Jonathan Agnew: Toby Roland-Jones’ dream day - and why Fred Trueman would approve
|Third Investec Test: England v South Africa|
|Venue: The Kia Oval, London Date: 27-31 July Time: 11:00 BST|
|Coverage: In-play video clips, Test Match Special radio commentary and text commentary on BBC Radio 5 live sports extra, BBC Sport website, tablets, mobiles and app.|
Toby Roland-Jones has had a dream day, a golden debut that will be talked about for years.
When cricketers, or anyone in sport, burst on to the scene like he did on the second day of England's third Test against South Africa at The Oval, it is remembered for a long time.
The Middlesex pace bowler took four wickets as the visitors folded to 126-8 in reply to England's 353 all out.
Circumstances conspired to help the 29-year-old. Conditions were ideal for pace bowling - cloud almost at ground level, the floodlights illuminating the gloom - and South Africa gave the latest poor showing in a series that has been an awful advert for Test batting.
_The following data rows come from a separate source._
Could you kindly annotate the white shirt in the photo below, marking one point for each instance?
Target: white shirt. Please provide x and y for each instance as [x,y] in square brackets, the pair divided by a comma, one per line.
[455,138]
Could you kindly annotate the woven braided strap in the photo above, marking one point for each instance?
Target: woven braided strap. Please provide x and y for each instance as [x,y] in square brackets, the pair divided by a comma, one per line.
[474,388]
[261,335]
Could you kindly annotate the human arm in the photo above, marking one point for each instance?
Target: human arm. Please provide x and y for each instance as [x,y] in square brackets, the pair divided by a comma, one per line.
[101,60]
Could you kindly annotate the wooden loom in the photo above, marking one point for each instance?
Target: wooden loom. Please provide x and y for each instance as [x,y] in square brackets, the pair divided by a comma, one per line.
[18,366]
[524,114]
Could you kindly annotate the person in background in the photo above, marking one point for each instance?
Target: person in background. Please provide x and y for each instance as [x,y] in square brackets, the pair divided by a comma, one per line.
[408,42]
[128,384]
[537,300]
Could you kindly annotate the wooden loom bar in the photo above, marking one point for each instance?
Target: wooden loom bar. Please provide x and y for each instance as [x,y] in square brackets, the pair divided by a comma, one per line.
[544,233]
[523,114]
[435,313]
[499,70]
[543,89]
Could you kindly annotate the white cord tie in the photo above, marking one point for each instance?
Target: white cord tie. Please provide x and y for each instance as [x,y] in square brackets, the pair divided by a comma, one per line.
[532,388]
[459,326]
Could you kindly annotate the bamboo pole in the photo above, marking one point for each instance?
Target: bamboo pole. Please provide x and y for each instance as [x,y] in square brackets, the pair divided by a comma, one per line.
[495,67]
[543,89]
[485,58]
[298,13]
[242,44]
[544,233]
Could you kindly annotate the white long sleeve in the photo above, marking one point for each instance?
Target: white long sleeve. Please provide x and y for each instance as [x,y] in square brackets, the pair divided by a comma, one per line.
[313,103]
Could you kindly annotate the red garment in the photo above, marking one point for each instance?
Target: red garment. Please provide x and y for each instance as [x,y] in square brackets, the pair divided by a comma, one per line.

But that is to take nothing away from Roland-Jones, who bowled very, very nicely on an occasion he will never forget.
Roland-Jones is a good, old-fashioned English seamer. He's not especially quick, but he pitches the ball up and swings it away, which is always dangerous.
He has a high action that follows a lovely, long, repeatable approach, which is very similar to that of his mentor, Angus Fraser. I think I'm right in saying Roland-Jones takes exactly the same number of steps in his run-up that Fraser did.
He is also very strong, with what Fred Trueman would call "a good fast-bowler's backside". Fred always approved of such things.
What we have learned is that Roland-Jones is a very promising prospect. Because of the way he bowls, he will not blow batsmen away, but is more likely to take wickets through accuracy and building pressure.
Having said that, he bowled some lovely deliveries at The Oval, with the one that removed Hashim Amla particularly brutal - bouncing and nipping away to brush the glove.
On your debut, you just want to get into the game. I remember when I played my first Test, we bowled first and I went wicketless in the first innings. I felt like I was searching to make a contribution.
Roland-Jones, though, took a wicket with the 10th delivery he sent down - that's a massive bonus. Straight away he knew he was good enough to do the thing he is in the side to do.
He was probably helped by the runs he made with the bat, 25 in as many balls that included a top-edge six that left him grinning from ear to ear. Even before he got the ball in hand, Roland-Jones had the comfort of knowing he had made an impact on the game.
At the other end during Roland-Jones' knock was Ben Stokes, who was putting together his fifth Test century.
Stokes is a man known for his blistering onslaughts, and anyone who has seen the highlights on the BBC Sport website will have seen more of his thrilling strokeplay.
But we know that Stokes is a proper batsman, capable of the sort of innings required in Test cricket.
At The Oval we saw all of Stokes, who only really opened his shoulders when he was joined by last man James Anderson.
If you take into consideration that he can be a correct batsman, an annihilator, a pace bowler and a wonderful fielder, then he is really is four cricketers in one.
Though Stokes' place in the batting order hasn't changed since Trent Bridge - he is still at number six - England look much stronger for moving Jonny Bairstow and Moeen Ali from five and seven to seven and eight respectively.
We said at the time that six bowlers was too many, and the decision to leave out spinner Liam Dawson to strengthen the batting is already looking like the correct one.
Not only do England rarely need two spinners, but they are bolstering a batting line-up that often falters, by having their free-scoring players those few places lower.
On top of the shuffle, England have shown a marked change in attitude, even after they were so sniffy about the criticism they received in Nottingham.
At Trent Bridge they muttered and grumbled about the things said about them, even when most of it was justified.
Test cricket is about respecting the opposition, the conditions and the circumstances. England did not do that in Nottingham and were rightly condemned.
However, despite their protestations, they have come back and shown a completely new attitude. They have played like a Test team.
If, and when, they do complete victory, they should be honest enough to say they have learned a lesson.